特定秘密保護法案 与野党の激しい議論を期待


 永田町は日本政治の中心地だ。政府与党をはじめとして与野党の情報が乱れ飛んでいる。終日ここに坐っていても退屈することはない。

 しかし永田町は怖いところだ。情報を弄んでいると、逆に弄ばれることがある。その被害は個人にとどまらない。政府や野党の中枢情報がそっくり盗まれることがある。党の情報が洩れるぐらいなら我慢もできるが、国家の機密がやたらに盗まれるようでは困る。

 相手が日本の手の内を先刻承知し、その上の外交交渉なら日本は裸同然で、手も足も出ないまま負けるに決まっている。国益を損じること甚大だ。

 外交はアメリカの跡をヨチヨチ追いかけていけばそれで間違いないという、今までの日本の考え方の方こそ大間違いだ。そこで従来の機密保護法を一段と厳しくして再検討することになった。

 法案は、特に秘匿が必要な安全保障に関する情報を「特定秘密」に指定し、漏洩した国家公務員らに最高で懲役10年を科す。遅きに失したきらいはあるが、やらないよりはましだ。

 しかし政府の考え方がだんだん分かるにつれて、例により国論の二分が顕著になった。反対論の根拠は国民の口封じ、つまり言論の自由の圧殺だ。言論の圧殺が問題になる度にこの議論を随分聞かされた。昔もあんまり説得力がないと感じたが今度もまたそうだ。

 そもそも個人の言論弾圧と社会の言論制限は次元が違う。国民の口を封じてはならぬ。当たり前のことだ。しかし国家の機密は守る必要がある。これもまた常識だ。社会全体のために個人は引き下がらなければならぬ、ということを多くの国民は信じて疑わない。国民の素朴な昔ながらの考え方だ。

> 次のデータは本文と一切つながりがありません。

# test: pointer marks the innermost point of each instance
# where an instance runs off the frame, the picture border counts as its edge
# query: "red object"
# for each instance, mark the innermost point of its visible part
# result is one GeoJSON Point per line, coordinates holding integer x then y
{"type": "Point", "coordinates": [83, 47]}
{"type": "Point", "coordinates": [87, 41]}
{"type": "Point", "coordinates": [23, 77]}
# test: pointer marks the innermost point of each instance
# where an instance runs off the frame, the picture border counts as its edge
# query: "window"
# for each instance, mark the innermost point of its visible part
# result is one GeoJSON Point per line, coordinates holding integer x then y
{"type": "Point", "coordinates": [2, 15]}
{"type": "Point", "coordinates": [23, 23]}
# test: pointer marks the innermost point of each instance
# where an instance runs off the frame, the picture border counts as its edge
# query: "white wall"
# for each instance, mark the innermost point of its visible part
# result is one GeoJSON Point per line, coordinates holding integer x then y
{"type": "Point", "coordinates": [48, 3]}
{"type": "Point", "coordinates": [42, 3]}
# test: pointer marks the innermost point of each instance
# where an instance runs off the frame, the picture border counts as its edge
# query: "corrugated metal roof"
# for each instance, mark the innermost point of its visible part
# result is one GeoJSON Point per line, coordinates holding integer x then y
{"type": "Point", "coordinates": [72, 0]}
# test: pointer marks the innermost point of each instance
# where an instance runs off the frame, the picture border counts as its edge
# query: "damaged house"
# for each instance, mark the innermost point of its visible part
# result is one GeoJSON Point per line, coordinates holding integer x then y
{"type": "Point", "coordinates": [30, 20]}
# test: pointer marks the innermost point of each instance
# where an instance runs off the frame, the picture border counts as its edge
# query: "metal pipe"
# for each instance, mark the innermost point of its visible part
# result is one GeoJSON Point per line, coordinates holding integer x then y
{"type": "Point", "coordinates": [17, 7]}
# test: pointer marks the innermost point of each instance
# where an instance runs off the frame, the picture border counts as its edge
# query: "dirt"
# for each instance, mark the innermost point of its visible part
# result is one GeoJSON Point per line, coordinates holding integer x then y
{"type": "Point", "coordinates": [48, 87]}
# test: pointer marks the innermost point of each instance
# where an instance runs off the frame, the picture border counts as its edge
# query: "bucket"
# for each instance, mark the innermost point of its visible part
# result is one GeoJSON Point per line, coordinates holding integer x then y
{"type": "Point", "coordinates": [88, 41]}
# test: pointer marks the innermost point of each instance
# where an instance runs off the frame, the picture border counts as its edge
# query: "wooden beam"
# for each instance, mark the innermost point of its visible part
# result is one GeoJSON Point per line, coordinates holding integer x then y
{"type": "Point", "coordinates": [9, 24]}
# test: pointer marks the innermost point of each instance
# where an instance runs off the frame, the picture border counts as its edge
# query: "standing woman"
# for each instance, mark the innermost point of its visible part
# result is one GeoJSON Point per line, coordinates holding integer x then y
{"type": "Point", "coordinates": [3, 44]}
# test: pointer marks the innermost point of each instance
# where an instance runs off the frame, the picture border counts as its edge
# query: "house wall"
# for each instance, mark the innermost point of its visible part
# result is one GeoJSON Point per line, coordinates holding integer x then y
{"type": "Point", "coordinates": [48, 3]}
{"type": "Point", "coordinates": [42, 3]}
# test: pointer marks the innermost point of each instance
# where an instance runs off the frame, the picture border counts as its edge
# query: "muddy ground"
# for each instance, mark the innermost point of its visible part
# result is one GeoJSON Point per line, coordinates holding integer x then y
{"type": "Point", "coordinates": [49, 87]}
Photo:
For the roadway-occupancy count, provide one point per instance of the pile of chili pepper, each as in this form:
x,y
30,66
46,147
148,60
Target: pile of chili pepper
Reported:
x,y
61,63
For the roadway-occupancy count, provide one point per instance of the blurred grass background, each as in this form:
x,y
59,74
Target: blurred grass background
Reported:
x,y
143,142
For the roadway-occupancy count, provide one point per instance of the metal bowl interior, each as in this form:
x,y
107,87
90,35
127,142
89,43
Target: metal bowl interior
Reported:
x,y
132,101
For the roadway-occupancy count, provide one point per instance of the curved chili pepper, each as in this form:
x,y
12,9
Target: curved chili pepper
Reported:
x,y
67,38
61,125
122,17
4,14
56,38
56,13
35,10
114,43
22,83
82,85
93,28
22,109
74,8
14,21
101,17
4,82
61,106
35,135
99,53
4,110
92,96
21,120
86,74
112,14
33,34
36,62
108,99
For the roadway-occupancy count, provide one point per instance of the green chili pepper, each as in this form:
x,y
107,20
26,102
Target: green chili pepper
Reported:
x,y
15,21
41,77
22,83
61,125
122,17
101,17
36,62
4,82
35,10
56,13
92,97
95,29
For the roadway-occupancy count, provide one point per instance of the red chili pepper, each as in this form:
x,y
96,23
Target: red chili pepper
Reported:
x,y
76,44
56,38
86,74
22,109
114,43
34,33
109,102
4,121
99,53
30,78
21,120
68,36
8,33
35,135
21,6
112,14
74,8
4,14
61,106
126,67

 世界各国では厳しい機密保護法を持っている国が多い。国家の機密を勝手に利用されて、国が危うくなる事態こそ絶対に避けるべきテーマだ。

 臨時国会では、この法案に対して与野党の激しい賛否両論が展開されるだろう。同じ議論の繰り返しになるに違いないが、それだからやめろというつもりはない。いやそれどころか、与野党精根尽き果たして、互いにダウンするくらい議論を重ねるがいい。もう質疑の必要なしというところまで論じ尽くしてもらいたいものだ。

 反対論も大歓迎だが、奥歯にモノがはさまったような議論は御免蒙りたい。反対なら反対とはっきり主張するのがスジだ。国防は賛否それぞれ明確に結論を出して、後腐れしないことが大切だ。